The following easy tests can be used to check the visual accessibility of web pages using a combination of Window High Contrast settings, browser Zoom, and the free Colour Contrast Analyser tool.
- Set your display resolution or browser window to 1366 px wide.
- On a Windows computer, press left Alt + left Shift + PrtSc (Print Screen). If prompted to turn on High Contrast, click Yes.
By default, Windows will use the High Contrast Black theme, with white text, yellow links, green disabled text, and light blue selections on a black background. (If High Contrast does not activate, check Windows Control Panel > Ease of Access Center > Make the computer easier to see, and confirm "Turn on or off High Contrast…" is checked.)
- In your web browser, open the Settings menu, and set Zoom to 200% (or press Ctrl + Plus five or six times, until it shows 200%).
- Visually review all elements of the screen (except logos, decorative images, or images of text that are duplicative of text provided elsewhere on the screen).

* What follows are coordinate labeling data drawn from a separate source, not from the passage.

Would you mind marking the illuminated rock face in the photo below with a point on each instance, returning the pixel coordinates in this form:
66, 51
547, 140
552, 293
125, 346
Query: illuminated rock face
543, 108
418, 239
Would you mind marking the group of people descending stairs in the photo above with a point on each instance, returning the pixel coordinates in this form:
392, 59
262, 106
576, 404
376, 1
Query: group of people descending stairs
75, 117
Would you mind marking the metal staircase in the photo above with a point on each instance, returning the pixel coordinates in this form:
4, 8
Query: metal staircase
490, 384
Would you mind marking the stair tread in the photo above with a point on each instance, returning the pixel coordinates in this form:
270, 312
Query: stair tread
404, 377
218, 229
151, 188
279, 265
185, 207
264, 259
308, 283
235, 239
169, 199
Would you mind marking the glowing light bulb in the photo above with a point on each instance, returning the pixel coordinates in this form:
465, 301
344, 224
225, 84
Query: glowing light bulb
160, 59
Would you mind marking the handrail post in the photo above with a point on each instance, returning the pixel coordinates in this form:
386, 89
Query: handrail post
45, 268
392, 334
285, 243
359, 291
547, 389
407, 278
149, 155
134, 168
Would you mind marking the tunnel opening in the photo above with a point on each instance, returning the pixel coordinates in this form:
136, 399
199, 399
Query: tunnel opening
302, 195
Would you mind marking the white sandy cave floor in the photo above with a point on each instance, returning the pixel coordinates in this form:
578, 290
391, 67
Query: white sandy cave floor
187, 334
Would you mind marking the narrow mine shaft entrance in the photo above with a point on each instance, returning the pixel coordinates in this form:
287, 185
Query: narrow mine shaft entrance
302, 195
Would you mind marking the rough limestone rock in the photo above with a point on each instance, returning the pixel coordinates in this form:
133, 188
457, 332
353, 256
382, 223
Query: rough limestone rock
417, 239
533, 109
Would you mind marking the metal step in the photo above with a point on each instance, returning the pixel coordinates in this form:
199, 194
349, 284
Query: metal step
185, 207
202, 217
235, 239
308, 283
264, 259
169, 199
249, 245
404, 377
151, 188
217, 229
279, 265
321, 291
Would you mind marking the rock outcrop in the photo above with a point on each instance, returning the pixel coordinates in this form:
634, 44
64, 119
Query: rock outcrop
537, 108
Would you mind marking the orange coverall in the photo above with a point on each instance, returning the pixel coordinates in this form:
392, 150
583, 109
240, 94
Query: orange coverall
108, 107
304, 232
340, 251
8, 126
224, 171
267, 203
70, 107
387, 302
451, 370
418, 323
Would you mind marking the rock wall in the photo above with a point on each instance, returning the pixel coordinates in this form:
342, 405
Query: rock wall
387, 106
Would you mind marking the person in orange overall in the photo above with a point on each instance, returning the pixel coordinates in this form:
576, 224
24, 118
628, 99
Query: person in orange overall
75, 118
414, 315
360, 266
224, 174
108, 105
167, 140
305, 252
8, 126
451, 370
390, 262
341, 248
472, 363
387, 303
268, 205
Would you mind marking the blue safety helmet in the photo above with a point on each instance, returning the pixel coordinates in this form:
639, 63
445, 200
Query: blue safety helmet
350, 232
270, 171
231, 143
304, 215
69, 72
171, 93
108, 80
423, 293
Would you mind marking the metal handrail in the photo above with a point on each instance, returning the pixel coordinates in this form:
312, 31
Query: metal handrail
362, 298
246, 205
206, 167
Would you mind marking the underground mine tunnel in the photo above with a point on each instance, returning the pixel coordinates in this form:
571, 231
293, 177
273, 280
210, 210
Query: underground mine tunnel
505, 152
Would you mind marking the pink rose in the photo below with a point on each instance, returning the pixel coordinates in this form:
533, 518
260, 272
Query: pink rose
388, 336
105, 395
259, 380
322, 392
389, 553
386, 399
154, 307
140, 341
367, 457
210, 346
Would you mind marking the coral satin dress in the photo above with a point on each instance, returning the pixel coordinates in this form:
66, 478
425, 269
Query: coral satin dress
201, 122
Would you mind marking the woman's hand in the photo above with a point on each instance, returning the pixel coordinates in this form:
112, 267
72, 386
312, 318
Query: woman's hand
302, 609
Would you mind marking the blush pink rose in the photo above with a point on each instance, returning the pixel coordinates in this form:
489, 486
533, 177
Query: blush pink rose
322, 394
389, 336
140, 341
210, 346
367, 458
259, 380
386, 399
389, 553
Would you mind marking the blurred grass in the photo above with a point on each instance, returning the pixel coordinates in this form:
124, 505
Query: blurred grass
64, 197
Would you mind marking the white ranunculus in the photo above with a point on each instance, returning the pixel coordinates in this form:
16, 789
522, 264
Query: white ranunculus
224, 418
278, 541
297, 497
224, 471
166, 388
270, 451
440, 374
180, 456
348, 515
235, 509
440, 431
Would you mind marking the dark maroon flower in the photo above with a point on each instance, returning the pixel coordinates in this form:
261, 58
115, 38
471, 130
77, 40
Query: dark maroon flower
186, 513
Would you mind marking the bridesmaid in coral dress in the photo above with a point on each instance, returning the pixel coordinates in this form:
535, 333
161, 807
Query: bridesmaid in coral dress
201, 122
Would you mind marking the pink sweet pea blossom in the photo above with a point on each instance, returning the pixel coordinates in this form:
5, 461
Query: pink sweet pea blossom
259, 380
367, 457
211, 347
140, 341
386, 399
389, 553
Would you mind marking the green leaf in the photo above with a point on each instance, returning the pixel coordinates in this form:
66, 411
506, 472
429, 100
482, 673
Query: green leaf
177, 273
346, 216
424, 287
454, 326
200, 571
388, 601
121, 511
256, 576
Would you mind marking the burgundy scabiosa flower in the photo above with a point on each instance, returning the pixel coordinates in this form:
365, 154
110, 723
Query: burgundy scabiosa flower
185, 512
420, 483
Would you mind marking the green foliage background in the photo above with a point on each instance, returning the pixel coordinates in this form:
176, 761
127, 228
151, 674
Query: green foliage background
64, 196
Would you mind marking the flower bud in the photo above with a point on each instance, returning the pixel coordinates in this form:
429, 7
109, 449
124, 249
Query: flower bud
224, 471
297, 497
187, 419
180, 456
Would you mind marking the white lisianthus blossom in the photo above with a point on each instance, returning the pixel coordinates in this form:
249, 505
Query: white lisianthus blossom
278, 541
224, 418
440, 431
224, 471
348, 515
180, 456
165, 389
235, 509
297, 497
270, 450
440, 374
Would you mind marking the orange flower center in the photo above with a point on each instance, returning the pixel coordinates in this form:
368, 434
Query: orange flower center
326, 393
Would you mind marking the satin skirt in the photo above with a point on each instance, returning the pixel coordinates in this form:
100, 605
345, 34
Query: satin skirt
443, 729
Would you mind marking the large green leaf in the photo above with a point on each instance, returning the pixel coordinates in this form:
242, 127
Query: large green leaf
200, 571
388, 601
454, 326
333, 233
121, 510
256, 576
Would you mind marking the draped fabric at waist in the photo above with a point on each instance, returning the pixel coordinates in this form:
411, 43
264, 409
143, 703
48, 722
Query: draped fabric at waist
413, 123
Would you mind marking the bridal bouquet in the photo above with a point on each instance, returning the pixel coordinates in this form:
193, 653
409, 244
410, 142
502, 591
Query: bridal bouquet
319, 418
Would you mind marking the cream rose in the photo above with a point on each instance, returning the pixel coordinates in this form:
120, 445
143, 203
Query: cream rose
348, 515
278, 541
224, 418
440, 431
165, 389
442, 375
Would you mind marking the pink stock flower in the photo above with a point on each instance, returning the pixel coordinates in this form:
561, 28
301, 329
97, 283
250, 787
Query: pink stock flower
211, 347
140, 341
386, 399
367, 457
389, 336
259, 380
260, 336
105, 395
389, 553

Confirm that:
- All information can still be viewed; non is truncated, overlapped, or otherwise unreadable. (WCAG 1.4.4)
- All text doubled in size. (WCAG 1.4.4)
- All text took on high-contrast colors (e.g., white text, yellow links, black background). (WCAG 1.4.5)
- Any information that was conveyed color (e.g., red for required) is still distinguishable (e.g., by an asterisk or icon). (WCAG 1.4.1)
- For any text that did not take on high-contrast colors (except logos, decorative images, or images of text that are duplicative of text provided elsewhere on the screen), use the Colour Contrast Analyser to sample the foreground (text) color and background color. Check for:
- Regular-sized text with a contrast ratio less than 4.5:1. (WCAG 1.4.3)
- Large text (24px or 19px bold, or larger) with a contrast ratio less than 3:1. (WCAG 1.4.3)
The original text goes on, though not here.